At present, intelligent computing applications are widely used in different domains, including retail stores. The analysis of customer behaviour has become crucial for the benefit of both customers and retailers. In this regard, the concept of remote gaze estimation using deep learning has shown promising results in analyzing customer behaviour in retail due to its scalability, robustness, low cost, and uninterrupted nature. This study presents a three-stage, three-attention-based deep convolutional neural network for remote gaze estimation in retail using image data. In the first stage, we design a mechanism to estimate the 3D gaze of the subject using image data and monocular depth estimation. The second stage presents a novel three-attention mechanism to estimate the gaze in the wild from field-of-view, depth range, and object channel attentions. The third stage generates the gaze saliency heatmap from the output attention map of the second stage. We train and evaluate the proposed model using benchmark GOO-Real dataset and compare results with baseline models. Further, we adapt our model to real-retail environments by introducing a novel Retail Gaze dataset. Extensive experiments demonstrate that our approach significantly improves remote gaze target estimation performance on GOO-Real and Retail Gaze datasets.
In today’s world, retail stores are becoming smarter with the availability of numerous data and the power to analyze them autonomously. Even with the rise of online shopping, most of the physical retail stores use smart applications for the purchasing process . Several techniques and devices have been introduced to automate the shopping process and analyze shoppers’ behaviour inside stores. At the same time, the shopping experience is a key consideration towards the success of a retail business, which affects the performance of customer satisfaction, customer purchase probability, and customer loyalty –.
In order to improve the shopping experience and maximize business profits, it is essential to capture and and analyze the customer’s behaviours without interfering their natural shopping journey , . Various solutions have introduced for customer behaviour analyzis in retail using developments in computer vision technology. For instance, counting the number of people and detecting the hot spots in retail  and public , and tracking shoppers’ emotion  are such applications. However, the existing solutions only capture coarse touch-points of a shopper’s journey and vulnerable to unconstrained environment settings. With the adaptation of computer vision technologies in gaze estimation, there has been eye tracking-based solutions for customer behaviour analysis in retail as well , . Moreover, there are solutions based on virtual reality devices and head-mounted displays, wearable eye tracker based solutions , and non-intrusive 3D eye tracking solutions . However, these solutions do not completely satisfy the retailers due to high cost of 3D eye tracking solutions, unscalability of wearable, and head-mounted display-based solutions, and manual calibration of eye tracking systems.

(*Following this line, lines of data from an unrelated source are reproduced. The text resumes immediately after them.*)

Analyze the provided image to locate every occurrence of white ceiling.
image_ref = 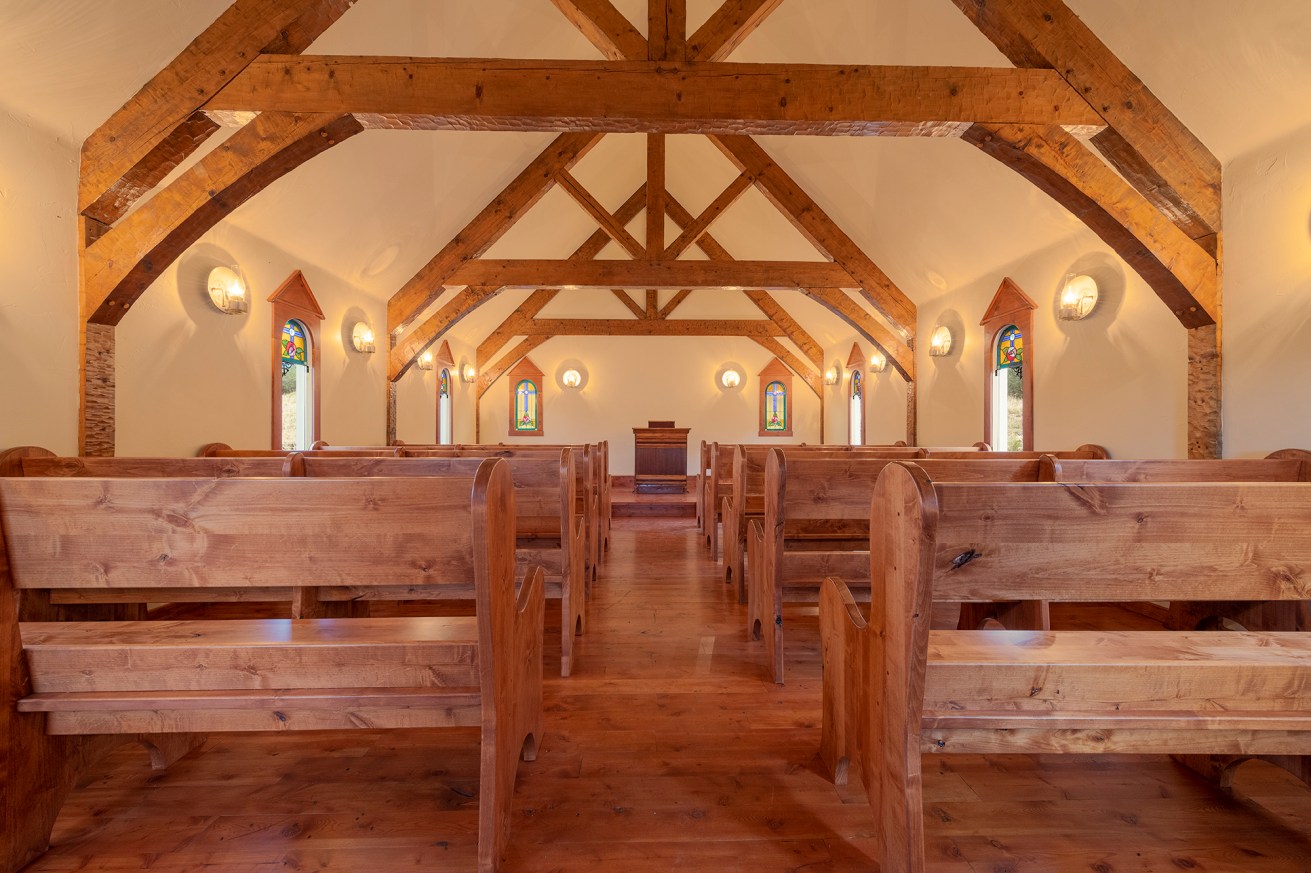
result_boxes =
[0,0,1311,325]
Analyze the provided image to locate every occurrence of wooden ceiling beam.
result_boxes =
[387,134,602,334]
[687,0,783,60]
[964,125,1219,328]
[466,182,646,372]
[556,170,650,258]
[646,0,687,61]
[711,136,915,336]
[207,55,1103,135]
[751,337,823,397]
[801,287,915,383]
[954,0,1221,240]
[77,0,355,224]
[665,173,753,260]
[447,258,856,288]
[551,0,646,60]
[523,319,783,337]
[81,113,362,325]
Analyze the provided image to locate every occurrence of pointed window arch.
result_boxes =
[847,342,865,446]
[979,278,1037,452]
[269,270,324,450]
[759,358,792,437]
[506,358,545,437]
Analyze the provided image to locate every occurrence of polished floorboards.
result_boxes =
[28,518,1311,873]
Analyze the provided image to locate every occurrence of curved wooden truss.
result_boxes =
[79,0,1221,454]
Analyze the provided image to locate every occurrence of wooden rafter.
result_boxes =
[207,55,1103,136]
[751,337,823,398]
[447,258,856,288]
[954,0,1221,241]
[77,0,354,224]
[964,125,1219,328]
[656,288,692,319]
[711,136,915,336]
[387,134,600,335]
[665,173,751,258]
[523,319,783,337]
[556,170,646,258]
[477,182,646,372]
[687,0,783,60]
[83,113,361,324]
[551,0,646,60]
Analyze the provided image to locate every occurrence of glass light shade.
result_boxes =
[350,321,375,354]
[928,324,952,358]
[1057,275,1097,321]
[208,267,250,315]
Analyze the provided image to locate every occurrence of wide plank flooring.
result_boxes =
[28,518,1311,873]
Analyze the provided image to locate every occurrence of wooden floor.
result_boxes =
[29,518,1311,873]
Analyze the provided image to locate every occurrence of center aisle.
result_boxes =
[503,518,874,873]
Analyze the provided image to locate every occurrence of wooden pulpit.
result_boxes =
[633,421,692,494]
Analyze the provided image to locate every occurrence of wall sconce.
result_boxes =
[1057,275,1097,321]
[928,324,952,358]
[208,267,250,315]
[350,321,375,355]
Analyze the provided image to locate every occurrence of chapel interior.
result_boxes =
[0,0,1311,873]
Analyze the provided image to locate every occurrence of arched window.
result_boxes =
[847,343,867,446]
[269,270,324,450]
[979,279,1037,452]
[506,358,545,437]
[991,324,1024,452]
[281,319,313,450]
[437,367,455,446]
[760,358,792,437]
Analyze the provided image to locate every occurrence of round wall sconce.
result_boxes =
[350,321,374,355]
[1057,275,1099,321]
[208,267,250,315]
[928,324,952,358]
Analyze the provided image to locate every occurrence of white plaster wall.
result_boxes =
[0,111,79,455]
[916,233,1188,457]
[1222,127,1311,457]
[481,337,819,476]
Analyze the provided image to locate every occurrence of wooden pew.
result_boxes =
[819,464,1311,873]
[297,448,586,676]
[720,444,923,603]
[0,461,543,873]
[746,450,1049,684]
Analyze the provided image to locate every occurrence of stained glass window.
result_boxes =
[282,319,309,376]
[996,324,1024,370]
[514,379,538,430]
[764,381,788,431]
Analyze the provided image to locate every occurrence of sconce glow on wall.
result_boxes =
[350,321,375,355]
[208,267,250,315]
[928,324,952,358]
[1057,275,1099,321]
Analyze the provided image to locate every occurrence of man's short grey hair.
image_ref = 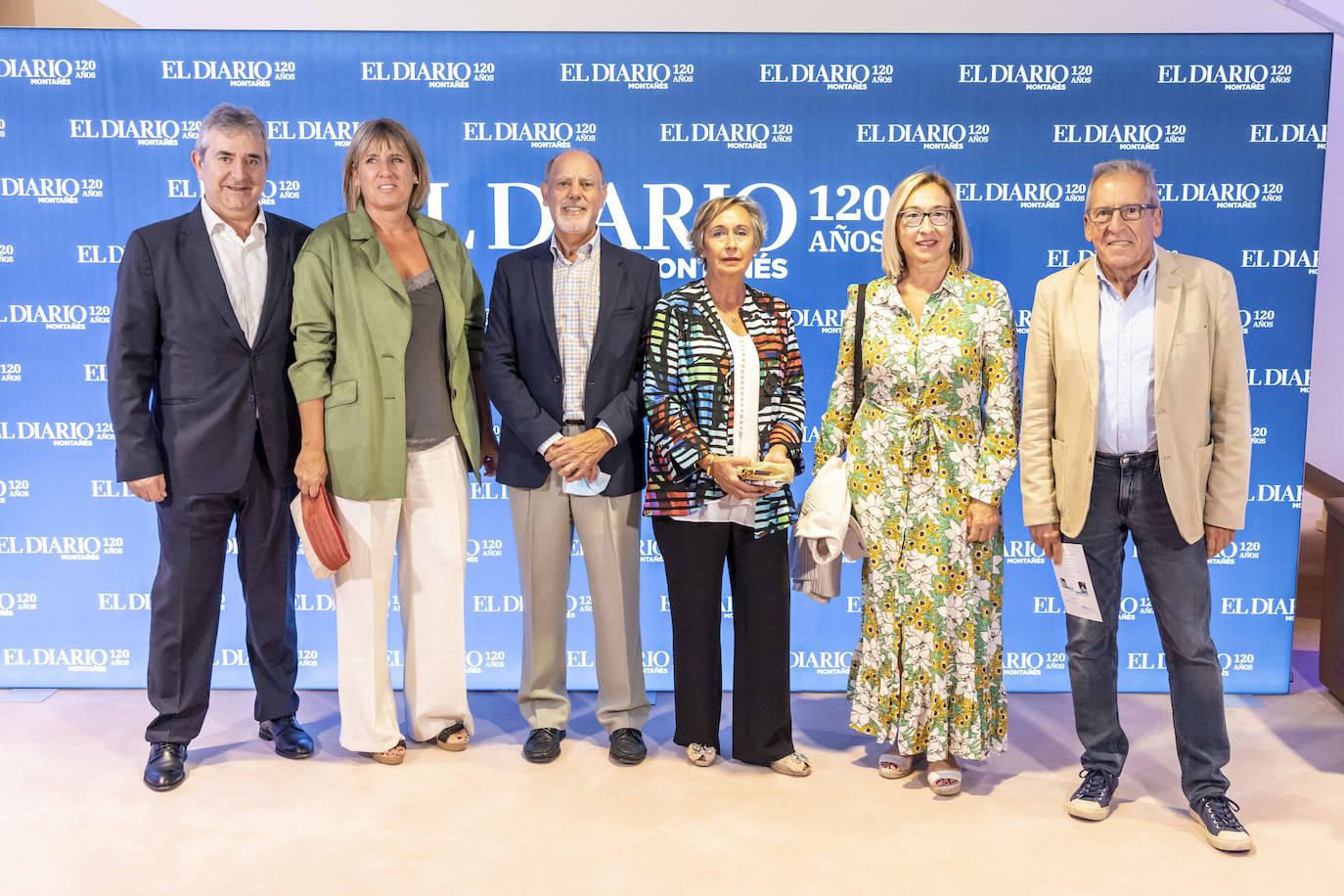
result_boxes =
[197,102,270,161]
[544,149,606,184]
[1088,158,1161,205]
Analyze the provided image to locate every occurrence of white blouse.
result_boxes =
[672,331,761,528]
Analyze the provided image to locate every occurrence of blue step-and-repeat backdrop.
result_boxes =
[0,29,1330,692]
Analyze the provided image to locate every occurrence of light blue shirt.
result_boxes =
[1097,251,1157,454]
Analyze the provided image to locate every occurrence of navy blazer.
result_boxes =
[108,204,312,494]
[481,239,662,497]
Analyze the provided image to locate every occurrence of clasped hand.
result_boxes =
[707,445,789,500]
[966,498,1003,541]
[544,426,615,482]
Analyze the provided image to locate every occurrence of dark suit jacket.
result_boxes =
[481,239,662,497]
[108,205,310,494]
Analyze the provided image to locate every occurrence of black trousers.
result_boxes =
[145,429,298,744]
[653,515,793,766]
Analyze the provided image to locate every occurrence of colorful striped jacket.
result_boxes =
[644,280,804,537]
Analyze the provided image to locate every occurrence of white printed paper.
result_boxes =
[1055,544,1100,622]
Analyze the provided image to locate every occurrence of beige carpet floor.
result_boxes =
[0,496,1344,896]
[0,631,1344,896]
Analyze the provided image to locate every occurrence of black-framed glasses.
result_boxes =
[896,208,952,230]
[1088,202,1157,224]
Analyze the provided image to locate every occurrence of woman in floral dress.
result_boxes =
[813,172,1018,795]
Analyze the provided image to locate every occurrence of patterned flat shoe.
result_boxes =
[686,744,719,769]
[928,769,961,796]
[877,747,916,780]
[434,721,468,752]
[368,738,406,766]
[770,749,812,778]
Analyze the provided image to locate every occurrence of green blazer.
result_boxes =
[289,202,485,501]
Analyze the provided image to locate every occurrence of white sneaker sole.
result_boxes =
[1064,799,1110,821]
[1189,809,1251,853]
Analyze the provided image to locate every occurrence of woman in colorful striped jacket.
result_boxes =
[644,197,812,777]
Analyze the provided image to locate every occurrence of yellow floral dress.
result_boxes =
[813,269,1018,759]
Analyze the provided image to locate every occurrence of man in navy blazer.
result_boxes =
[482,151,661,764]
[108,105,313,790]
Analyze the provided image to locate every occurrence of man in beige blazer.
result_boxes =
[1018,159,1251,850]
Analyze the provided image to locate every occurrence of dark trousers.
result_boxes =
[145,429,298,744]
[1064,451,1232,803]
[653,515,793,766]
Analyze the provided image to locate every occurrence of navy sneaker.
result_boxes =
[1066,769,1120,821]
[1189,795,1251,853]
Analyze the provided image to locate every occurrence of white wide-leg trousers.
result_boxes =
[335,436,473,752]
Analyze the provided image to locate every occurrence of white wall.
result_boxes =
[67,0,1344,479]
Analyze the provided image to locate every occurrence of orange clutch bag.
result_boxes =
[289,488,349,579]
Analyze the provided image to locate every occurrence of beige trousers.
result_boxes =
[510,472,650,732]
[335,436,473,752]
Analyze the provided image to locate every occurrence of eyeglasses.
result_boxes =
[896,208,952,230]
[1088,202,1157,224]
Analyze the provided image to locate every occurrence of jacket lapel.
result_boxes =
[1153,246,1182,402]
[177,204,247,346]
[346,202,411,307]
[1068,259,1100,408]
[589,238,625,367]
[531,242,560,363]
[411,211,471,346]
[256,215,293,345]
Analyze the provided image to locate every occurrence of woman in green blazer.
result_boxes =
[289,118,499,764]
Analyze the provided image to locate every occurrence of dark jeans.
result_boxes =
[1063,451,1230,803]
[653,515,793,766]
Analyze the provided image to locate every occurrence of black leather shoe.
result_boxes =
[522,728,564,762]
[145,740,187,790]
[256,716,313,759]
[607,728,650,766]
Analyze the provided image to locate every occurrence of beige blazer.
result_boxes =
[1018,247,1251,544]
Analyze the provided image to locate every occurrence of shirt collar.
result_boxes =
[201,199,266,237]
[551,231,603,265]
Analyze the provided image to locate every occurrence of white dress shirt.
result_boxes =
[536,233,621,457]
[201,202,266,345]
[1097,252,1157,454]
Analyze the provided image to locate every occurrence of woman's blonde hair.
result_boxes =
[881,170,970,280]
[340,118,428,211]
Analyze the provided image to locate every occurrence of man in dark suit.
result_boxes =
[482,151,661,766]
[108,105,313,790]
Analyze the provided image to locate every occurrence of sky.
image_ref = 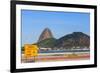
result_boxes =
[21,10,90,45]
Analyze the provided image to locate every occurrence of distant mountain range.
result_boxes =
[36,28,90,49]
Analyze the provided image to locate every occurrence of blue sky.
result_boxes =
[21,10,90,45]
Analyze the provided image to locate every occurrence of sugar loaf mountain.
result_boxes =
[35,28,90,50]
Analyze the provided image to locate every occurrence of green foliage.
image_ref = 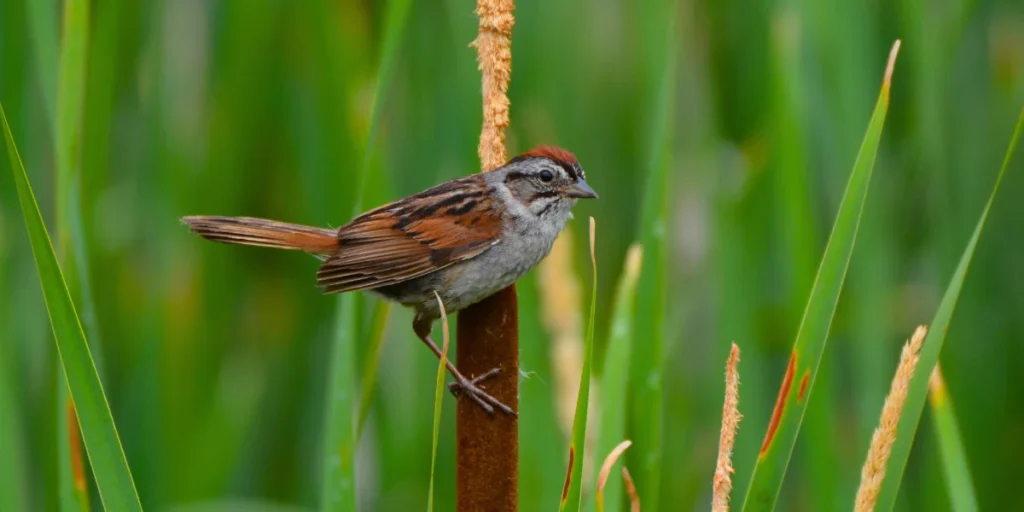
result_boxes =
[558,217,597,512]
[322,0,411,511]
[427,292,451,512]
[595,244,643,510]
[0,0,1024,512]
[928,367,978,512]
[0,106,141,510]
[879,110,1024,510]
[743,42,899,510]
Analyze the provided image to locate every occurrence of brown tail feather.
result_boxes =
[181,215,338,255]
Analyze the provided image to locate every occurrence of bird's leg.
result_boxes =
[413,317,518,416]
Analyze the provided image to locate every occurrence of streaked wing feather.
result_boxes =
[316,176,501,293]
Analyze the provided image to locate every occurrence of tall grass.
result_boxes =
[743,41,900,510]
[0,0,1024,511]
[0,102,141,510]
[879,109,1024,509]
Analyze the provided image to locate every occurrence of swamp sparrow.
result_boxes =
[181,146,597,414]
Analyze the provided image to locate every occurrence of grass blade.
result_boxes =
[355,300,391,441]
[628,11,681,510]
[558,217,597,512]
[878,110,1024,510]
[53,0,101,512]
[26,2,58,127]
[0,101,141,511]
[743,41,900,510]
[594,439,633,512]
[597,244,643,510]
[928,365,978,512]
[0,352,29,510]
[427,292,451,512]
[321,0,412,511]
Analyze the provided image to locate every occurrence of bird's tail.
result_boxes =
[181,215,338,256]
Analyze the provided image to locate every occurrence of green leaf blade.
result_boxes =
[877,110,1024,510]
[597,244,643,510]
[558,217,597,512]
[928,367,978,512]
[321,0,412,512]
[743,41,899,510]
[0,106,141,511]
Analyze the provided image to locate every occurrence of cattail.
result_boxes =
[472,0,515,171]
[854,326,928,512]
[711,343,742,512]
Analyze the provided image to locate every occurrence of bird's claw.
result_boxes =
[449,368,519,416]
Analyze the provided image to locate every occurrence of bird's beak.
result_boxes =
[565,179,597,199]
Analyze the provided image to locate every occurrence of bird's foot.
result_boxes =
[449,368,519,416]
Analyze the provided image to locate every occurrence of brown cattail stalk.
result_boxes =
[456,0,519,512]
[711,343,743,512]
[854,326,928,512]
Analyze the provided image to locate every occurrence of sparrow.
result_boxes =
[181,145,597,415]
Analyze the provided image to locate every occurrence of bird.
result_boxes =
[181,145,598,416]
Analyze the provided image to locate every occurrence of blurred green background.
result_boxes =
[0,0,1024,511]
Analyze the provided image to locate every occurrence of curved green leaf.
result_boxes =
[743,41,900,510]
[558,217,597,512]
[928,367,978,512]
[597,244,643,510]
[0,106,142,511]
[878,110,1024,510]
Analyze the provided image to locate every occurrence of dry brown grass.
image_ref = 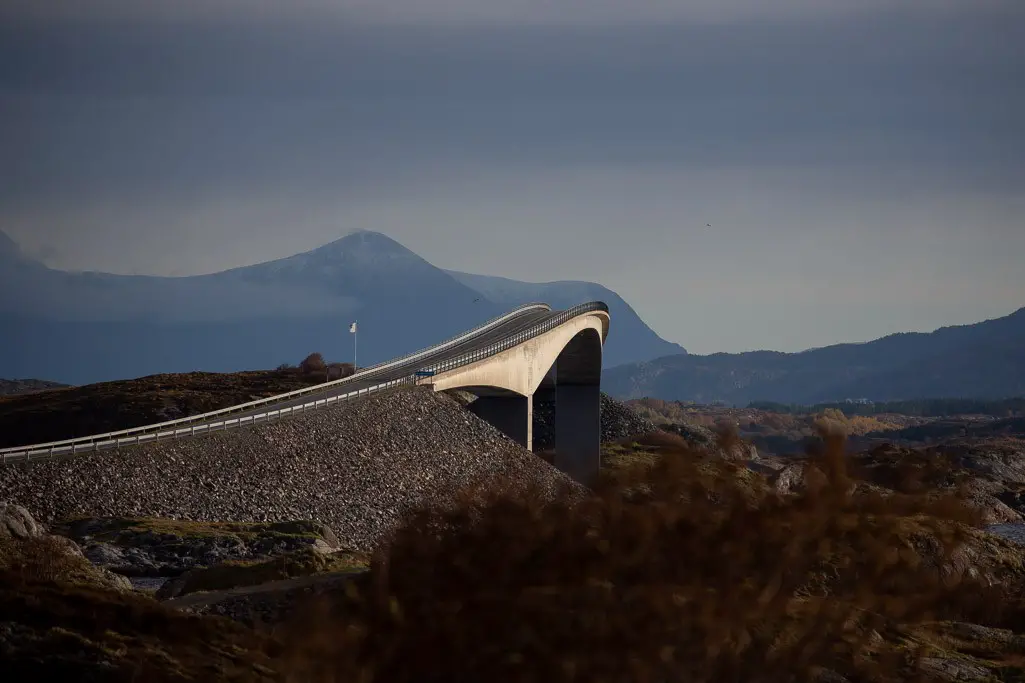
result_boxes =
[0,370,325,447]
[0,535,107,585]
[158,548,369,596]
[8,432,1025,683]
[270,436,1025,683]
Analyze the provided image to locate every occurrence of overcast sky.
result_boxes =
[0,0,1025,353]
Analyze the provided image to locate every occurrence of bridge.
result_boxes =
[0,302,610,484]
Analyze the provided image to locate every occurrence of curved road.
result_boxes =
[202,311,562,427]
[0,302,608,463]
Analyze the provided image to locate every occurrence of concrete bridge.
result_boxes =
[0,302,610,484]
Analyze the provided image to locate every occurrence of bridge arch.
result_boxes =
[433,311,609,484]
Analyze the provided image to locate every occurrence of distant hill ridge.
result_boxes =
[0,225,686,385]
[603,308,1025,405]
[0,379,68,396]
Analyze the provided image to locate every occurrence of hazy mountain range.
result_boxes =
[602,309,1025,405]
[0,225,686,385]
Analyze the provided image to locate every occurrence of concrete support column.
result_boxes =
[555,385,602,486]
[468,396,534,450]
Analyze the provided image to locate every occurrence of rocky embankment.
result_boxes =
[53,518,340,577]
[0,389,577,550]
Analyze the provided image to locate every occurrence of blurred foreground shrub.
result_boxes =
[281,435,999,683]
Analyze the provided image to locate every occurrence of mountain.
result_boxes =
[0,379,68,396]
[446,271,687,367]
[0,231,680,385]
[602,309,1025,405]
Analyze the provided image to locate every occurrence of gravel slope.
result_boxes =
[0,388,572,550]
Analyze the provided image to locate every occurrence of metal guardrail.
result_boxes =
[0,303,551,463]
[0,302,609,465]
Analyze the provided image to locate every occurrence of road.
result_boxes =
[145,311,560,428]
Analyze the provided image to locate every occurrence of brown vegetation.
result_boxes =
[0,369,324,447]
[6,431,1025,683]
[276,438,1025,683]
[157,548,369,597]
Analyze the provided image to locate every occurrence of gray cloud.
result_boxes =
[0,0,1015,27]
[0,5,1025,352]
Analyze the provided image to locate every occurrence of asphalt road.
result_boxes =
[178,311,561,427]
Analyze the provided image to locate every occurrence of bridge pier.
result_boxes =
[468,396,534,450]
[555,385,602,486]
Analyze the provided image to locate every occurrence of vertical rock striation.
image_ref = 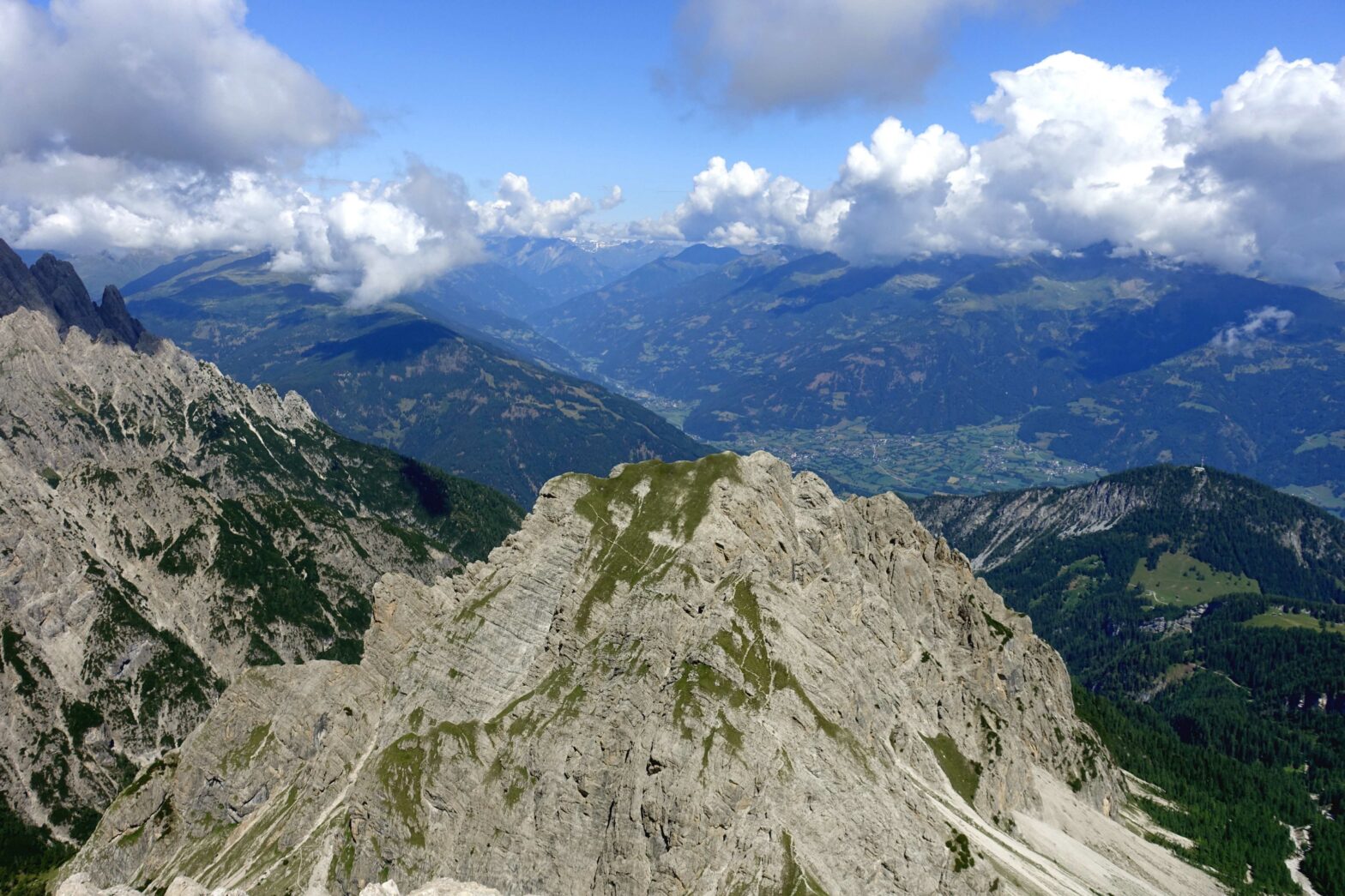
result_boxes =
[67,454,1219,893]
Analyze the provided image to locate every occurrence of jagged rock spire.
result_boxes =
[0,239,145,347]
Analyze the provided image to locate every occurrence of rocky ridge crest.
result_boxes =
[0,305,518,839]
[66,454,1219,893]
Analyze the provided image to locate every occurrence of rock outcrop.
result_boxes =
[64,454,1219,893]
[0,304,521,839]
[0,239,145,347]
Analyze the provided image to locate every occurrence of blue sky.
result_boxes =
[248,0,1345,219]
[0,0,1345,301]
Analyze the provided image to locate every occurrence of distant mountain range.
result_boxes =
[117,247,708,504]
[531,245,1345,508]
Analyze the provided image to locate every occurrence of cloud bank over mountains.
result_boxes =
[642,50,1345,284]
[0,0,1345,304]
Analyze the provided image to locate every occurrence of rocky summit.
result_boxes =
[0,304,521,841]
[62,454,1220,893]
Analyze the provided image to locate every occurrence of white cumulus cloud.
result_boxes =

Remote gaze saliency estimation in retail is a novel concept that has a significant potential towards building innovative retail stores. In this study, we researched the application of remote gaze saliency estimation for non-interruptive, low-cost, and scalable customer behaviour analysis in retail. We proposed a Depth-based Dual Attention model, a three-stage, three-attention-based deep CNN for gaze saliency estimation from back-head images in the wild. We developed four design solutions to comprehensively represent the parameters of gaze saliency estimation problem in retail and introduced the novel object channel and depth-rebasing components as hand-designed features, designed in our two preceding model architectures and then combined in the final model.
Extensive quantitative and qualitative analysis on the benchmark GOO-Real dataset demonstrates the superiority of the proposed models and the importance of our introduced hand-designed components. Our proposed solution improved 33% for angular error compared to the current best work in the literature. Furthermore, we introduced Retail Gaze, a real-world retail gaze saliency estimation dataset, to ensure the validity and applicability of our proposed solution in real retail environments. The proposed solution achieved an angular error of 15.3° on the Retail Gaze dataset, which demonstrates that it performs favourably in real retail environments.